Onlara göre bir transfer politikasının belirlenmesini sağlayacak.
Yoksa sadece teknik direktörün ağzına kalırsa bu işler ne Burak kalır, ne Ahmet, ne de Mehmet.
EMİRHAN İÇİN VAR MI PLAN?
Bugün Muhammed Şengezer için 3 milyon Euro verildiği konuşuluyor.
Başkan kendisi söyledi bunu.
Milli takımlardaki ve altyapıdaki formuyla bile bu çocuklara talip çıkıyor.
Enes Ünal, Bursaspor A takımındaki performansıyla mı gitti sanki İngiltere’ye, İspanya’ya, Hollanda’ya.
Duydum ki, Milli Takımın sadece 2’si hariç bütün yaş kategorilerindeki kaleciler Bursaspor’danmış.
Koray Tanrıverdi’nin, Tamer Çoşkun’un ve Naim Gürel’in emeklerine sağlık.
‘Oyuncu yok’ diye birşeyi kabul etmiyorum.

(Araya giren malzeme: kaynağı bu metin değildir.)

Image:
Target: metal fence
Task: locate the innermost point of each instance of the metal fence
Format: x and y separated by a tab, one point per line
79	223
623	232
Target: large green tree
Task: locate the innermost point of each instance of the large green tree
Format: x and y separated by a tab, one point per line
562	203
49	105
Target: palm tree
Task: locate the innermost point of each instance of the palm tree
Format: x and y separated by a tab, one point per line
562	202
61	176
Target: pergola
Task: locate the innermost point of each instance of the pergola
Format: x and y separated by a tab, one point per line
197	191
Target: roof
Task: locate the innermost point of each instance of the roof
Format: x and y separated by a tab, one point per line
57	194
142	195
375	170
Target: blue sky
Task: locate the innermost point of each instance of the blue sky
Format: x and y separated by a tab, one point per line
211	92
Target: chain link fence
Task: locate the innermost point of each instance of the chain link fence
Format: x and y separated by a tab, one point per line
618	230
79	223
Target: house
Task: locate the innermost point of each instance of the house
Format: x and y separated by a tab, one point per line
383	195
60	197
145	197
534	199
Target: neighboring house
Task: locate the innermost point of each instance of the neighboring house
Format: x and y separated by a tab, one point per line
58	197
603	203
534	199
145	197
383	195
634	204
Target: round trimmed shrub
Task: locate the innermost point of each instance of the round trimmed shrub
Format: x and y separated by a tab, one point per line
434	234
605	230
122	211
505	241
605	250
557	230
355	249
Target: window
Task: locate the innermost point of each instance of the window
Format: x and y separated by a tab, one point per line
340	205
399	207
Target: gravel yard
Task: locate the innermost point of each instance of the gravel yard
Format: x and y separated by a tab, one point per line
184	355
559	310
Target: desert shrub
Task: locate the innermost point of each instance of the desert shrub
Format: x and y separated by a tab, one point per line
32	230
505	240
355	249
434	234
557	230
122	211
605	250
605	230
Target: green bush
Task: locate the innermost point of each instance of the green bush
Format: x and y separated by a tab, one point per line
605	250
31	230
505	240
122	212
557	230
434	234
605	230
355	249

Önemli olan değer vermek, önemsendiklerini hissettirmek.
Mesela Emirhan Aydoğan… İnegölspor’un as isimlerinden biri oldu. Herhalde bir tecrübe kazanmıştır.
Onun için ne düşünüyorsunuz çok merak ediyorum mesela.
GERÇEK MADDE
A Milli Takıma seçilen Mehmet Zeki Çelik… Daha önce sözleşmesindeki maddeyle ilgili çok şeyler yazılıp çizildi.
Başkan dün bu olayı da netliğe kavuşturdu.
Örneğin; Beşiktaş, Zeki için resmi olarak İstanbulspor’a 2 milyon Euro veriyor.
Madde gereği Bursaspor 1 milyon Euro verip bu oyuncuyu alabiliyor.
Yani verilen rakamın yarısına alma hakkına sahip Bursaspor.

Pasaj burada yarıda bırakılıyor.